Our approach to the problem is as follow:
- Data Augmentation – in the data augmentation phase we are creating synthetic images based on the dataset we have. This helps us to have larger dataset for model training and validation
- Object detection – There are several challenges with the object detection. First, sample is imbalanced and there are categories with just few examples. Second, most of the labels look similar and it is very unlikely to be categorized correctly. Therefore, we are using 2 step approach for object detection. On the first step we are detecting borders of labels and products and thereafter we are solving two independent tasks:
- Categorize the labels
- Categorize the products
- Verification of misplaced and missing items
Our code could be find in the following github repo https://github.com/d-vasilev/Datathon2019 or in the data society repo https://github.com/datasciencesociety/Phoenix. The final score of the model as supplied to the leaderboard is 0.677215.
The data augmentation phase aims to improve the pool of supplied data by increasing the number of available images and the addition of noise/unexpected behavior. As a result of this phase 1’000 syntetic images were defined, which in addition to the 141 original images increase the number of available images for training from 141 to 1’141.
Two groups of images were build on top of the provided one:
- Syntetic images with objects removed from the original image.
- Syntetic images with objects previously not present in the original image.
The first type of syntetic images is generated by applying the steps described below:
- First, for each image part of the “ground_truth” dataset a background pattern is extracted. The background pattern is defined as the most common pattern next to the objects, which doesn’t include the objects or the plane defined by the height of the labels.
- Next the algorithm randomly chooses an image and an object within that image, which is not a label, and replaces it with the background patter. If the object overlaps with another object, both of them are replaced with the background pattern. This is necessary as many of the objects are placed behind another object and the rectangular shape doesn’t allow to exact differentiation between the pixels that represent the objects.
- The process above is repeated 500 times with slight adjusments:
- For 300 of the randomly selected images, the background application process is done only once
- For 150 of the randomly selected images, the background application process is repeated two times
- For 50 of the randomly selected images, the background application process is repeated three times
The second type of syntetic images is generated by utilizing the images obtained after the previous step:
- First, we select randomly one of the 500 images generated from the previous step.
- Then we extract information about the height coordinates of all labels present in the picture.
- We then select randomly one of the initially supplied images from the “ground_truth” dataset and choose on random basis one of the non-label objects within it.

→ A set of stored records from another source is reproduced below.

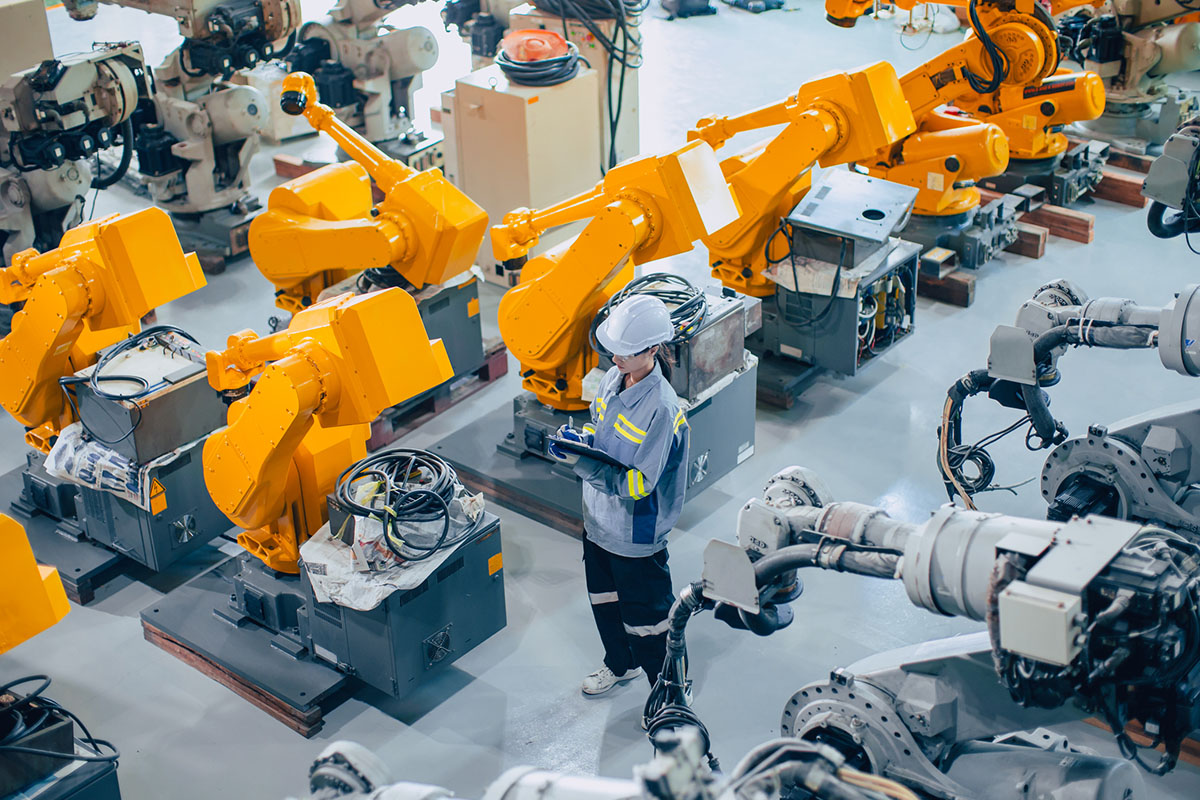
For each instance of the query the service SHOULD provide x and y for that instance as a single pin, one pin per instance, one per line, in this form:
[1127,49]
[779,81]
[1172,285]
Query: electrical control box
[175,404]
[1039,623]
[522,146]
[622,83]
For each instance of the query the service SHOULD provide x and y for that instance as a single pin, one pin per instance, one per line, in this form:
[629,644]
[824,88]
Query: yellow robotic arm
[31,595]
[832,120]
[645,209]
[321,227]
[321,382]
[81,298]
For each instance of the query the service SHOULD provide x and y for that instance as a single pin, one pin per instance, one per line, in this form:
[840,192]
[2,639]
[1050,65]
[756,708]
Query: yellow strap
[631,437]
[630,425]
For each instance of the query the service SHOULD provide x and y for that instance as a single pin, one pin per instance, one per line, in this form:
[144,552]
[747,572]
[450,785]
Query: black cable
[99,182]
[544,72]
[29,714]
[687,304]
[999,62]
[414,486]
[96,378]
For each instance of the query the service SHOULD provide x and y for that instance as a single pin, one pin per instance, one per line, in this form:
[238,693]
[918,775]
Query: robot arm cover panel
[343,361]
[81,298]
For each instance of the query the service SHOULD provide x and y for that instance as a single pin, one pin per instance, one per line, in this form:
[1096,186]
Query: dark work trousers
[630,601]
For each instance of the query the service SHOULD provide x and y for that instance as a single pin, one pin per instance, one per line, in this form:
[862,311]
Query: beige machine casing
[526,17]
[511,146]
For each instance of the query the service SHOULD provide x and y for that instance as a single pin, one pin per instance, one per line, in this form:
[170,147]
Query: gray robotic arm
[1089,617]
[53,119]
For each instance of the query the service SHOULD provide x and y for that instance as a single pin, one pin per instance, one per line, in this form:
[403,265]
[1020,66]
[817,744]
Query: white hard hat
[636,324]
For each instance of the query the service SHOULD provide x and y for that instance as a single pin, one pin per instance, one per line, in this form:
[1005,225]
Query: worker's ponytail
[664,361]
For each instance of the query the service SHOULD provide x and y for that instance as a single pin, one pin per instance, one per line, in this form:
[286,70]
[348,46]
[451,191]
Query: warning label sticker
[157,497]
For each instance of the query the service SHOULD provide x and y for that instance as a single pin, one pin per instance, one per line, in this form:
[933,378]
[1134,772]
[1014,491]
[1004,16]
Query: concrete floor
[515,699]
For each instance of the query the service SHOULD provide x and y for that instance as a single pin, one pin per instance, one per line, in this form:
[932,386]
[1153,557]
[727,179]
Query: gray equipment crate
[395,647]
[181,517]
[179,405]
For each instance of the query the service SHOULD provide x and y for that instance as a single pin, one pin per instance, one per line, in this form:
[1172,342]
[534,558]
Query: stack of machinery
[119,414]
[322,234]
[307,396]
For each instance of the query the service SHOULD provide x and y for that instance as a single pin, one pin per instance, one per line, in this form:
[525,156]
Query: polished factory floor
[515,699]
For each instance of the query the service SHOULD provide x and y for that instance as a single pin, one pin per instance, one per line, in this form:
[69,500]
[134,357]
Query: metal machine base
[309,660]
[539,487]
[217,235]
[1139,127]
[1065,178]
[83,565]
[976,236]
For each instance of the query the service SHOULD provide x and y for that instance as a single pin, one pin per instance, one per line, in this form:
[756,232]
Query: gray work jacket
[630,511]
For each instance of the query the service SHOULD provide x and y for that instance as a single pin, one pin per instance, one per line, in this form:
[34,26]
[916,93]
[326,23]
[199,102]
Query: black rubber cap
[293,102]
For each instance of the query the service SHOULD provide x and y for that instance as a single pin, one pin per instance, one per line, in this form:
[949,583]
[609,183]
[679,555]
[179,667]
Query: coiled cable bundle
[23,717]
[688,305]
[411,493]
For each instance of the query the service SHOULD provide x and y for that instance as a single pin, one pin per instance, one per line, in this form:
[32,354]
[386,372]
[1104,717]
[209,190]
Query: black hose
[126,158]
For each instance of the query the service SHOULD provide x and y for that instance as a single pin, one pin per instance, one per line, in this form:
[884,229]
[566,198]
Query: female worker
[628,510]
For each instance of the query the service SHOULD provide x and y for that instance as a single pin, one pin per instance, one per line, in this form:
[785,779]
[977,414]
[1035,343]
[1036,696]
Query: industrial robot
[54,118]
[196,139]
[1009,102]
[369,71]
[306,397]
[1173,185]
[802,770]
[1091,617]
[31,595]
[322,232]
[1139,468]
[837,289]
[99,397]
[1135,46]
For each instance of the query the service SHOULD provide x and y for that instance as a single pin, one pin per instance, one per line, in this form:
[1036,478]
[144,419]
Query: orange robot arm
[645,209]
[81,298]
[832,120]
[31,595]
[321,382]
[322,227]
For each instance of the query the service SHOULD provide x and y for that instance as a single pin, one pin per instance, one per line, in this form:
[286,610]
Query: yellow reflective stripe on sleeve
[636,483]
[622,417]
[633,437]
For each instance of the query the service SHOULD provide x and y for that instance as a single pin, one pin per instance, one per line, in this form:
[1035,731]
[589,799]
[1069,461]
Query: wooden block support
[1123,160]
[1068,223]
[1188,755]
[957,288]
[1031,240]
[1121,188]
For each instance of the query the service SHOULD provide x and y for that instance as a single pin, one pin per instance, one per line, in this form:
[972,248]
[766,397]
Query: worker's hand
[569,434]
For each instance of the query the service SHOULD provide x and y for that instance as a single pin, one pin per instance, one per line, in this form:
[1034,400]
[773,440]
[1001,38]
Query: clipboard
[580,449]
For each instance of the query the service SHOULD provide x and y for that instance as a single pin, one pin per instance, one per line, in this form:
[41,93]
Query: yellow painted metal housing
[645,209]
[321,383]
[832,120]
[1027,107]
[323,227]
[31,595]
[81,298]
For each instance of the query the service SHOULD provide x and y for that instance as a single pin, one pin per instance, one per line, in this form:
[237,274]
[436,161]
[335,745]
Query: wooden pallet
[403,419]
[1067,223]
[1188,755]
[306,722]
[1123,160]
[1121,188]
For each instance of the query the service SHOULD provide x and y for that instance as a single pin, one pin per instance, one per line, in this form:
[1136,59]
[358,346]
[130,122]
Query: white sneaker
[604,679]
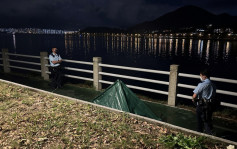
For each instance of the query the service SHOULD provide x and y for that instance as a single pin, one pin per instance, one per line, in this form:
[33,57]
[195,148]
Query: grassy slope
[35,120]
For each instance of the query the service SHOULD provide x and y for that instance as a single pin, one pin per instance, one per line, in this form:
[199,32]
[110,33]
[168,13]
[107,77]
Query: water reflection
[155,46]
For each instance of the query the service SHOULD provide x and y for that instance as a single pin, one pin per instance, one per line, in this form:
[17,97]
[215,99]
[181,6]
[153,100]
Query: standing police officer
[203,96]
[55,61]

- Then we select randomly one of the non-label objects within the 500 image dataset and place the object extracted in step 3 next to it. The distance between the 2 objects is determined on random basis up to a maximum of 200 pixels. This determines the horizontal position of the placement. The vertical coordinates on other hand are determined by looking at the height coordinates extracted in step 2. and placing the object up to 30 pixles above these coordinates. This process aims to ensure that the extracted product is placed on the shelf (and not in the air).
- Finally, if none of there is no space within these constrained sample of possible positions, the algorithm extracts a new object or a new image (and then a new object). The same process is then repeated up until an acceptable combination of images and objects is extracted.
- Steps 1-5 are repeated 500 times to generate a sample of 500 syntetic images.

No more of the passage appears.